Walking the World

Updated September 2025

I’ve always thought it would be a fun ‘side quest’ in life to walk every street, trail, and park on the planet. So for the past decade I’ve made it my mission to do that. I want to see everything. Sure, maybe walking 100 million miles is impossible in a human lifetime, but why not try? Worst case, I have a lifetime of adventures exploring every corner of the world.

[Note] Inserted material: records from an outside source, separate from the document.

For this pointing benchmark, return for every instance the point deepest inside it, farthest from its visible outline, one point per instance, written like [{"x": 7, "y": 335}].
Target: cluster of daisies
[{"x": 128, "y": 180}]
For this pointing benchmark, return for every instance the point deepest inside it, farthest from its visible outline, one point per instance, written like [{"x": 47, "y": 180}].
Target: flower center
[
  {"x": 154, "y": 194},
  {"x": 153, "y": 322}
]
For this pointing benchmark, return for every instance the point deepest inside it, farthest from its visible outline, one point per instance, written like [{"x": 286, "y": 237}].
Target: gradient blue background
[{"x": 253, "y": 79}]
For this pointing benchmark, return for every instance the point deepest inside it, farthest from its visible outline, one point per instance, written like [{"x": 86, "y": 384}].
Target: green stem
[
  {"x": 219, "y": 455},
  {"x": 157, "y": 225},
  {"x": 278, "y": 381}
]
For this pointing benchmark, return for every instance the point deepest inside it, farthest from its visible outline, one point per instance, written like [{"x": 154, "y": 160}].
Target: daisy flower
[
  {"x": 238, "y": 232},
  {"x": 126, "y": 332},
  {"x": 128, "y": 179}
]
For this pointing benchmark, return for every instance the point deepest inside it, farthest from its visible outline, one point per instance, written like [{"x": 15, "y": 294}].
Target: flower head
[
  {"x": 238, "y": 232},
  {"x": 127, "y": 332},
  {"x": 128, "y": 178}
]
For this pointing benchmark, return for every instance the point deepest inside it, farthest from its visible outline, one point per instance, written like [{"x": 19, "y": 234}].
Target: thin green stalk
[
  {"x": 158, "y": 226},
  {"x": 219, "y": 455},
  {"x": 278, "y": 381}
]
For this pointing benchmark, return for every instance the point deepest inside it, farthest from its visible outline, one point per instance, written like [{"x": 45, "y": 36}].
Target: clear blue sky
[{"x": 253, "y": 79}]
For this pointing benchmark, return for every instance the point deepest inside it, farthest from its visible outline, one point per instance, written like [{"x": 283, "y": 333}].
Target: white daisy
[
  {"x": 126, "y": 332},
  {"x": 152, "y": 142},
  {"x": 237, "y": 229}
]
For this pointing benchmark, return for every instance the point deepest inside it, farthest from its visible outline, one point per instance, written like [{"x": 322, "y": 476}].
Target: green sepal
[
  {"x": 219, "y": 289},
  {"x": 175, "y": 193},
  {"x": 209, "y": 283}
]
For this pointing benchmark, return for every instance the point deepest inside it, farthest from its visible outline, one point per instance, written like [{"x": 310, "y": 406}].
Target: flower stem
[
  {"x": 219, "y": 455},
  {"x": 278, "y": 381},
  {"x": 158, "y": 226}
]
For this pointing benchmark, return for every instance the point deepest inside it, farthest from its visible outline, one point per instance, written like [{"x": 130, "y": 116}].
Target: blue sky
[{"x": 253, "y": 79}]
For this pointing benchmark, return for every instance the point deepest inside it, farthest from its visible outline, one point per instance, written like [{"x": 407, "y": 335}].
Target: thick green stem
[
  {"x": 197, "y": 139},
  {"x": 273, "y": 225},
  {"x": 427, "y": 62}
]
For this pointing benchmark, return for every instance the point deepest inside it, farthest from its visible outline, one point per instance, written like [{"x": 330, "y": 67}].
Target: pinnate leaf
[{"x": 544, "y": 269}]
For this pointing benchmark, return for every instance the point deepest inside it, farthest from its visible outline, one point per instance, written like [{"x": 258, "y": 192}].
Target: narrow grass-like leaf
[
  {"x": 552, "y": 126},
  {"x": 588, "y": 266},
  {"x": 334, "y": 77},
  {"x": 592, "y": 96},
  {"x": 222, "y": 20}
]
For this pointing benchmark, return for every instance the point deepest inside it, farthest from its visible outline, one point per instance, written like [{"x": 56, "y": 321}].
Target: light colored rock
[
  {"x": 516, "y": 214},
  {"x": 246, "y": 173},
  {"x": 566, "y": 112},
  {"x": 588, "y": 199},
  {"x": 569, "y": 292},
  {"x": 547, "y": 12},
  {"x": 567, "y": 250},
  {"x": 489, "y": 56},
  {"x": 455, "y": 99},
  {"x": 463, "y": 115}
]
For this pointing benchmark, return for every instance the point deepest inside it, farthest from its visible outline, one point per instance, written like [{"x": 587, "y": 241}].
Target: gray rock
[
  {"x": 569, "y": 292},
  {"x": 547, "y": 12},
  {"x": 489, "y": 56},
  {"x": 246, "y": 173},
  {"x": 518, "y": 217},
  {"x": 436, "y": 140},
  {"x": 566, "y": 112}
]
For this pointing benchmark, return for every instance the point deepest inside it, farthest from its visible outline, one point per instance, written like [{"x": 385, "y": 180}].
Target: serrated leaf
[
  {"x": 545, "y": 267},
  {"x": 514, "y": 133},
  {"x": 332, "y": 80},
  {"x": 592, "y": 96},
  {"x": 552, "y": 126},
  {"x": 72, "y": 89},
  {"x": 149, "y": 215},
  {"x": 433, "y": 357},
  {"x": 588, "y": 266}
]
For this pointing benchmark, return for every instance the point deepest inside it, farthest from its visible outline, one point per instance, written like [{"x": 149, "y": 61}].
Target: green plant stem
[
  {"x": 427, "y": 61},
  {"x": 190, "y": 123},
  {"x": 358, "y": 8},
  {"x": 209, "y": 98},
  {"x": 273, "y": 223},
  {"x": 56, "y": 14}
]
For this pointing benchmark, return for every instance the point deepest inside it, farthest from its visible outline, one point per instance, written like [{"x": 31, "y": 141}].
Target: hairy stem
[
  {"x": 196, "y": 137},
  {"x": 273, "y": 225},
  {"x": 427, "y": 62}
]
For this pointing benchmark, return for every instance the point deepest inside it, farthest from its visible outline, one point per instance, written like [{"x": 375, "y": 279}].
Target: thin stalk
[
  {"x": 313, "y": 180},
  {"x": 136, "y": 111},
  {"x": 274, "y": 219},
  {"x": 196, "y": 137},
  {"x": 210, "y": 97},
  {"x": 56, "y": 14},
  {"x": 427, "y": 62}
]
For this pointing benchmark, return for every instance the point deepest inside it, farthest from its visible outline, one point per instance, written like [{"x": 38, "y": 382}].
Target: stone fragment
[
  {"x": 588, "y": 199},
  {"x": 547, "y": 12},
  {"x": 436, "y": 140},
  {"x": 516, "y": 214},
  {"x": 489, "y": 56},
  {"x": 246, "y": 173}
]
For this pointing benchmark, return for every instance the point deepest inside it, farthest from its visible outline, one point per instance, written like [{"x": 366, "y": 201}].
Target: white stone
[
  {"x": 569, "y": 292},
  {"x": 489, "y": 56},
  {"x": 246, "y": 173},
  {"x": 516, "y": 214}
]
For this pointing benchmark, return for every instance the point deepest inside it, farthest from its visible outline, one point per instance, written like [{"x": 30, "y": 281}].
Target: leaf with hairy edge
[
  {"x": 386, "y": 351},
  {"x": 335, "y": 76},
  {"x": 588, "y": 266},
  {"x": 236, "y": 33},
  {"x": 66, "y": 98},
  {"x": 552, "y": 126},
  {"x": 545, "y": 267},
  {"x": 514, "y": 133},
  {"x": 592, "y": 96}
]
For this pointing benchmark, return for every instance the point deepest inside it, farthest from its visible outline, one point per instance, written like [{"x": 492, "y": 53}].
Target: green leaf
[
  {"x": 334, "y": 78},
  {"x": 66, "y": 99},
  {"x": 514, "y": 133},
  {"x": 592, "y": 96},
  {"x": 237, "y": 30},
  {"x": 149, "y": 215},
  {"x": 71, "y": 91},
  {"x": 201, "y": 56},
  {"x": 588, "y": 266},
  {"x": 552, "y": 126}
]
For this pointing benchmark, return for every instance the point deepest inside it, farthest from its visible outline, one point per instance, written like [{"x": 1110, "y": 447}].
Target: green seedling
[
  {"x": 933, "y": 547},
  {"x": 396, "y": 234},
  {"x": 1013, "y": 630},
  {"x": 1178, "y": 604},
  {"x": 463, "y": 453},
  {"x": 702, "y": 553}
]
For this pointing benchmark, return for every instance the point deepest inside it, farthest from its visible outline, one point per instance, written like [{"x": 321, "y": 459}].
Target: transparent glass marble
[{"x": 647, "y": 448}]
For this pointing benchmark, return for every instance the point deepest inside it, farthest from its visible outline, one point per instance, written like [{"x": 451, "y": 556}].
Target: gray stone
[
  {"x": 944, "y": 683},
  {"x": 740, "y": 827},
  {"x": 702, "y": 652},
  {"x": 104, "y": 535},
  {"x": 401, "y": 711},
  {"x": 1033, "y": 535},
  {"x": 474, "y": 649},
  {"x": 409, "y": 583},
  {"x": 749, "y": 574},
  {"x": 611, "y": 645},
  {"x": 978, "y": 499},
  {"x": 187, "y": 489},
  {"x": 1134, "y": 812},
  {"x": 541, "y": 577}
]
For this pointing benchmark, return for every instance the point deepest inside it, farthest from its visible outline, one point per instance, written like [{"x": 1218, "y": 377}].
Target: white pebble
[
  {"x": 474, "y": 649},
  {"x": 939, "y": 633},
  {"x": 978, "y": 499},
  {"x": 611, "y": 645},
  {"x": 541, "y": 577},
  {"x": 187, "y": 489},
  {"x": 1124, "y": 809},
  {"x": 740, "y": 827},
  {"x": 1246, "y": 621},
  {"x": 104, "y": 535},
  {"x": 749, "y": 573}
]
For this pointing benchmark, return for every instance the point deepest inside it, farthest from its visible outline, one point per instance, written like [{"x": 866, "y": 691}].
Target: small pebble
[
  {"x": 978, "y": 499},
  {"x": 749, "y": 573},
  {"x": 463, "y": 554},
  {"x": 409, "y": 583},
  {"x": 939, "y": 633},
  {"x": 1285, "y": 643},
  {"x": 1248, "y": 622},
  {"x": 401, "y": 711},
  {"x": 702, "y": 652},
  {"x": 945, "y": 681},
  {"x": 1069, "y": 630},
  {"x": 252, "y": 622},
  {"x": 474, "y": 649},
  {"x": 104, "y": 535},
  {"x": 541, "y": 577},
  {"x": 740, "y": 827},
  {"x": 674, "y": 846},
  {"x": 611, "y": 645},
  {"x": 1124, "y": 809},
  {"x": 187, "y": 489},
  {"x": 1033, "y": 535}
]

Since starting this mission in 2015, I’ve GPS-tracked 50,000 miles of walking in over 200 cities and dozens of countries, averaging 10-20 miles per day, which keeps me so healthy I’m functionally immortal (I’ll write another post on this). This project will permanently be a work-in-progress.

Interactive map

This is everywhere that I have walked in NYC since 2015. Notes: in order for this to run smoothly I had to downsample the data, which makes the lines get wonky if you zoom in too far. There’s also still some data from 2015-2019 I need to upload, as well as very recent data.

Logging the data

Rather than opening a tracking app every time I go for a walk, I have my phone configured to track me 24/7 in the background. This means I capture everything, every second of every day. I’m confident I’m the first person ever to track their life like this at this level.

I often get asked how to do this. No all-in-one app exists for this, so it’s extremely difficult. If you’re committed, below is the system I use, however if you’d like to stay sane I highly recommend just using a fitness tracker like Strava synced to a tool like Citystrides or Wandrer.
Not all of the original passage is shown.